Most helpful customer reviews
23 of 26 people found the following review helpful.
Photos missing from the Kindle Edition
By Jason N. Weddington
I purchased the Kindle Edition, and was disappointed to find nearly all the photos missing. Instead there was only the text [To view this image, refer to the print version of this title.] Under this text was the caption for the original image. This is not an acceptable ebook experience. How can a book about photojournalism be missing all the photos?
I can't comment on the quality of the book itself, because I immediately returned the Kindle Edition for a refund.
11 of 12 people found the following review helpful.
Daring to look
By Marcos Lopes
Linfield's book is well done account of photographs which represent things that, usually, we don't want to look at. The author brings into discussion the very ethics of looking, gazing and staring, criticizing opinions that affirm that to look at the pain of others is participate in the intentions of perpetrators of politic crimes, specially against human rights. The principal targets of her critics are Susan Sontag, Roland Barthes, Alan Sekula and John Berger, as well as Benjamin and Krakauer. For Linfield, this authors are not essentially wrong, but we should place their writings in perspective and not make gospels of them. In reading this interesting book, we come to know that "to look or not to look" is not merely a question of transcendental ethics, but a political act regarding the suffering of human people. Linfield not only invites us to be daring to look at the pain of others, but also to look into it, its testimonies, its visual existence, and try to make of the gaze a means of amelioration of our chaotic world.
17 of 24 people found the following review helpful.
the evil "postmoderns"
By semper fidelis
Frances Richard's review of The Cruel Radiance in The Nation is very good, but is more generous than I am able to muster after having read the book, especially "A Little History of Photography Criticism" and related areas throughout the book where Linfield attempts to write on historical and critical topics. She is simply not up to the task. She tries to critique Susan Sontag but effectively ignores her main book on the topic, Regarding the Pain of Others, and critiques Bertolt Brecht but effectively ignores his photographic book, Kriegsfibel (translated as War Primer).

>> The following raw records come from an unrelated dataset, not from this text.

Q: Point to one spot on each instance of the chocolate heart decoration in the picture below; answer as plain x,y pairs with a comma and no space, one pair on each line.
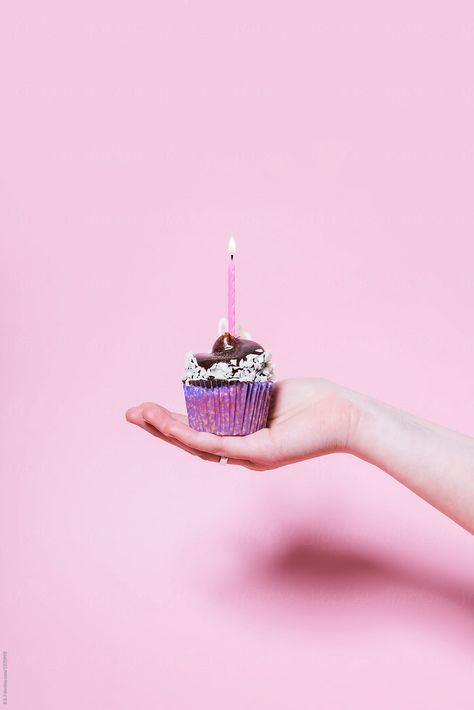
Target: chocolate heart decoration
226,348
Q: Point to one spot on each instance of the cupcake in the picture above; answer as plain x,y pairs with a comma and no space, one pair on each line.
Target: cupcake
228,390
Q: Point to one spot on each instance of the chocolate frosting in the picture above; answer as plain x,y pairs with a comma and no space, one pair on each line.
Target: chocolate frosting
227,348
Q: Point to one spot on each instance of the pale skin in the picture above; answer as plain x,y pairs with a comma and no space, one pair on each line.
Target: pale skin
314,417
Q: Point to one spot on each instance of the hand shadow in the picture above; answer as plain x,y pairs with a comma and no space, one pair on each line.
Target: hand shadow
331,583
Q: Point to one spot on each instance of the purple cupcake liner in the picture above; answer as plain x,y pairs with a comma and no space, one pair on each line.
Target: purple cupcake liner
227,409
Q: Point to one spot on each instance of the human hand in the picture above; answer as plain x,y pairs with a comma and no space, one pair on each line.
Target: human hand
307,418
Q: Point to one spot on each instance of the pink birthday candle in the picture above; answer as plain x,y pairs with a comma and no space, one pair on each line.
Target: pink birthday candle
231,289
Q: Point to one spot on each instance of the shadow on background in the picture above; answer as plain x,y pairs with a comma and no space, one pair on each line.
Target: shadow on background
329,584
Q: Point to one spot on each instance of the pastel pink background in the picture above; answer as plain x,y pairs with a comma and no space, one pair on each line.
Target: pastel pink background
335,141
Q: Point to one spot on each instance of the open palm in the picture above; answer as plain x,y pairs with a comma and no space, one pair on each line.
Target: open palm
308,417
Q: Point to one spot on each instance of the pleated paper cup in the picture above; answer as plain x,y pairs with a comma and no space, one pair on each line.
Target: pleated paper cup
227,408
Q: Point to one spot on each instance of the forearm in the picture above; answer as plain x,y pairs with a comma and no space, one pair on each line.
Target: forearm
434,462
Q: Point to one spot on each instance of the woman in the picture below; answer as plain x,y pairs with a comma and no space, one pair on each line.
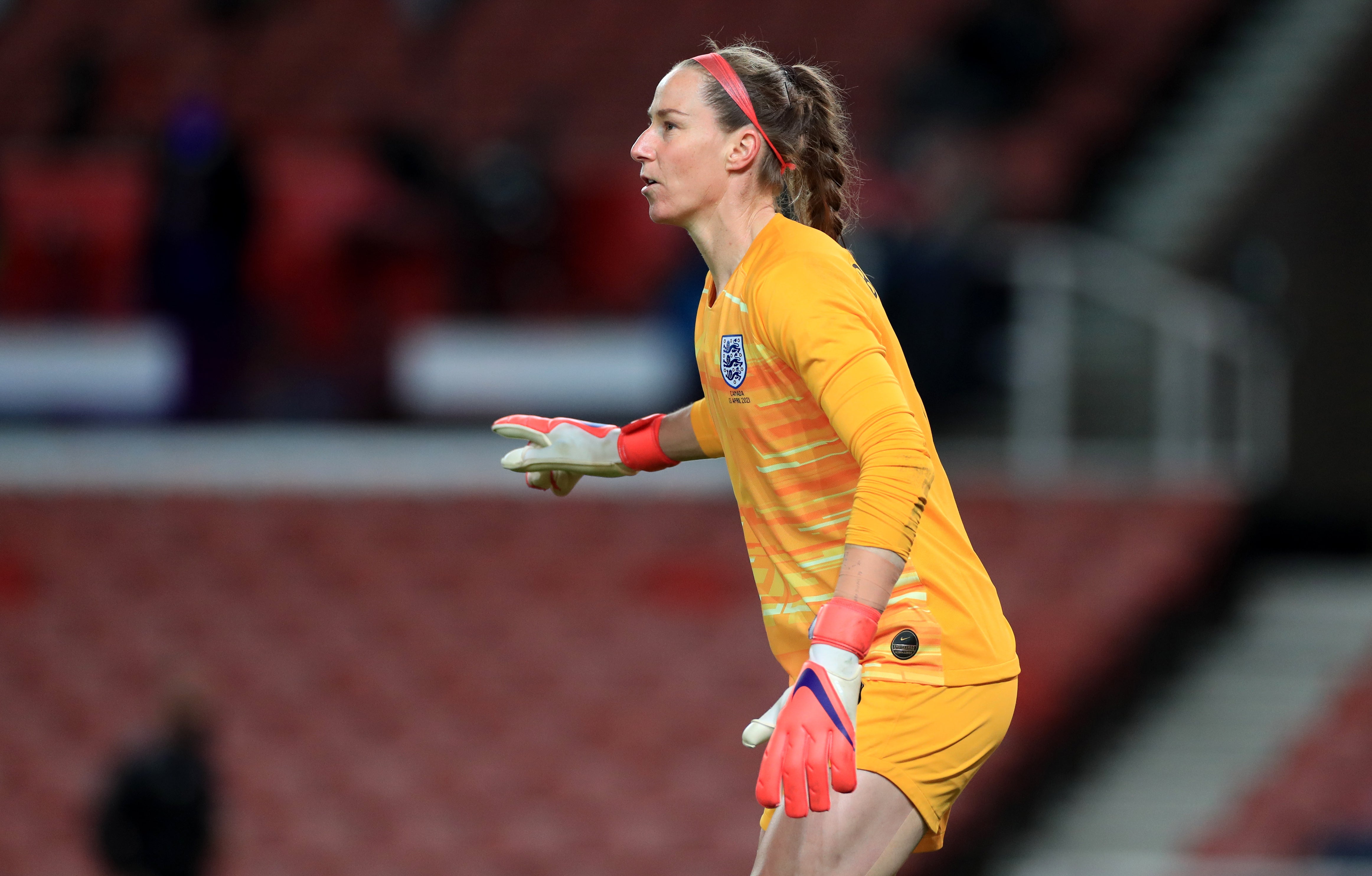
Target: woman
903,669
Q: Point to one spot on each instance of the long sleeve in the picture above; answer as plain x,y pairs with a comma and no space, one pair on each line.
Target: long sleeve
704,428
821,324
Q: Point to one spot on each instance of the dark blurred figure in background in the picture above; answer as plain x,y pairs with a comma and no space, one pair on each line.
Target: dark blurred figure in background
932,216
200,233
157,818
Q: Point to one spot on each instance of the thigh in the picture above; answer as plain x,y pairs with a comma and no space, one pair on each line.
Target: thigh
869,833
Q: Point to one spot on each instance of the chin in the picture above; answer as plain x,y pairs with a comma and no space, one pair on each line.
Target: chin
663,214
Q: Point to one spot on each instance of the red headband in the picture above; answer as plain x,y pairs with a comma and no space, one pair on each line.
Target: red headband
723,73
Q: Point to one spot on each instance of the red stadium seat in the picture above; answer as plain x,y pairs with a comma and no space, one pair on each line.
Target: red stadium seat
73,225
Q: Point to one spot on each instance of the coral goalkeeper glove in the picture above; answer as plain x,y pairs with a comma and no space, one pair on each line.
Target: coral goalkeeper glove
562,450
817,726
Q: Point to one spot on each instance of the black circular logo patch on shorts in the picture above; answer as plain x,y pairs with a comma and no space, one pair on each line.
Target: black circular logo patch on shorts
906,645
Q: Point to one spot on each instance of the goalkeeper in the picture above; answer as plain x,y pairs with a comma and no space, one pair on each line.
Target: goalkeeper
902,667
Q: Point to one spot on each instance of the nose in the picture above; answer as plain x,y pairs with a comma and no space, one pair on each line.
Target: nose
640,151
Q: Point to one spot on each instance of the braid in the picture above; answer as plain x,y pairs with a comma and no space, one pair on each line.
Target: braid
824,156
802,112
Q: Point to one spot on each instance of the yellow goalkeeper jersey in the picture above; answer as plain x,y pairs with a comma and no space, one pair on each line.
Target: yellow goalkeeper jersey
811,403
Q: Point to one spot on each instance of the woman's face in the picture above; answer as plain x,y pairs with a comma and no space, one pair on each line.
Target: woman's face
684,156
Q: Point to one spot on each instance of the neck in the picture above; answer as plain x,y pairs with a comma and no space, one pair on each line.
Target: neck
725,235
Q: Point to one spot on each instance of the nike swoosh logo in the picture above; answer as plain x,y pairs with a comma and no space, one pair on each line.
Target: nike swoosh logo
811,682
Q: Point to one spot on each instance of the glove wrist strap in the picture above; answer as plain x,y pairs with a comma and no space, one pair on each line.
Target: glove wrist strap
847,624
640,446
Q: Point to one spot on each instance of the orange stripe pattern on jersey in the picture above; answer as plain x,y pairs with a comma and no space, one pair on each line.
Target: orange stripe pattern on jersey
811,403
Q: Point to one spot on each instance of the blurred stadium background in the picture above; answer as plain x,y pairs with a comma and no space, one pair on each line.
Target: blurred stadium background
268,267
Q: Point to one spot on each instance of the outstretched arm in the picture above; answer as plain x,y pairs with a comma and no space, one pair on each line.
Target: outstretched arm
678,437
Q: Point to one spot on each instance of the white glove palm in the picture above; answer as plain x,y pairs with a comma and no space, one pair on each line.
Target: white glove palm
844,674
562,450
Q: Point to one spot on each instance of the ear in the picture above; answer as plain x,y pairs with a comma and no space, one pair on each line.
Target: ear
741,148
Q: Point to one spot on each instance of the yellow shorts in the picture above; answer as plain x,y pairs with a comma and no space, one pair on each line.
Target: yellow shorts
930,742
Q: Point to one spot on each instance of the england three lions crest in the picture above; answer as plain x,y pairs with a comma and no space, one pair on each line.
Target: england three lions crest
733,364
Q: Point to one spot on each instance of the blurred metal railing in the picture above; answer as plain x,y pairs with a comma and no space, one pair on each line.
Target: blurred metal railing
1209,379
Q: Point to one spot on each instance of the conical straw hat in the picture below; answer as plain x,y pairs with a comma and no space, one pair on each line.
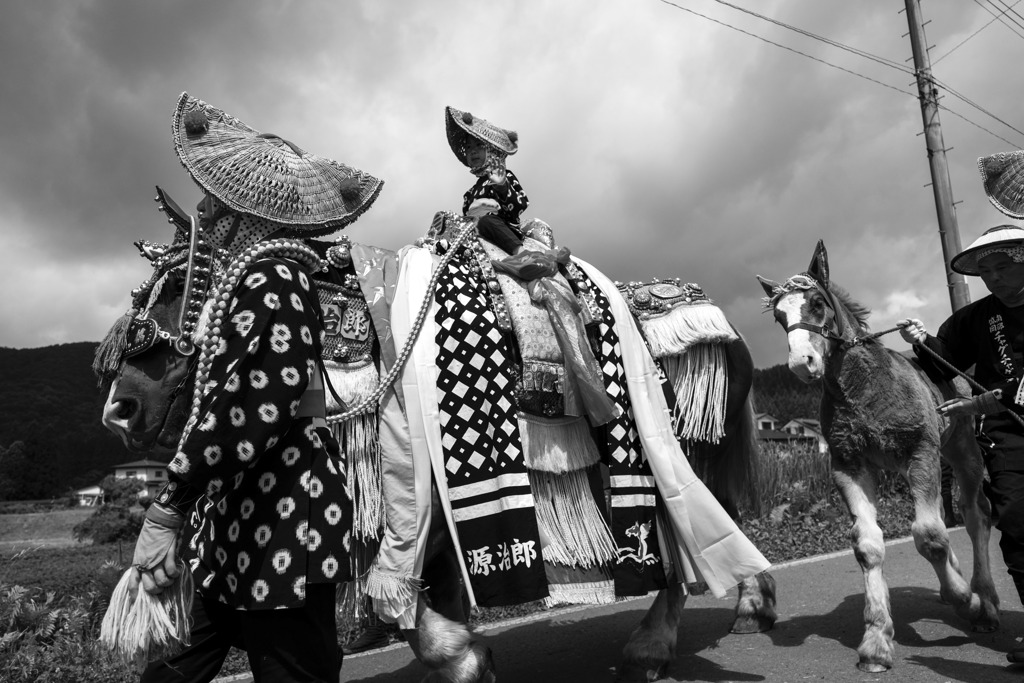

She rails on these and other "haters of photography" by cherry picking quotes, ignoring wildly different historical and discursive contexts, and trying to mask the fact that she has not done her homework with "passionate argument". For a book on representation, her representations of other writers are cartoonish; if the same standard were held for photographs she would be talking about the suffering of stick figures. Her varied oppositions between thinking and feeling begs the age old question of whether people can walk and chew gum at the same time. It will probably surprise many people that John Berger is counted among the photography haters and is, moreover, "postmodern" and that clashing art world denizens like Richard Prince against atrocity photos is supposed to produce valuable insight. I find it disheartening that a reputable enterprise like University of Chicago Press would let such sloppy work through.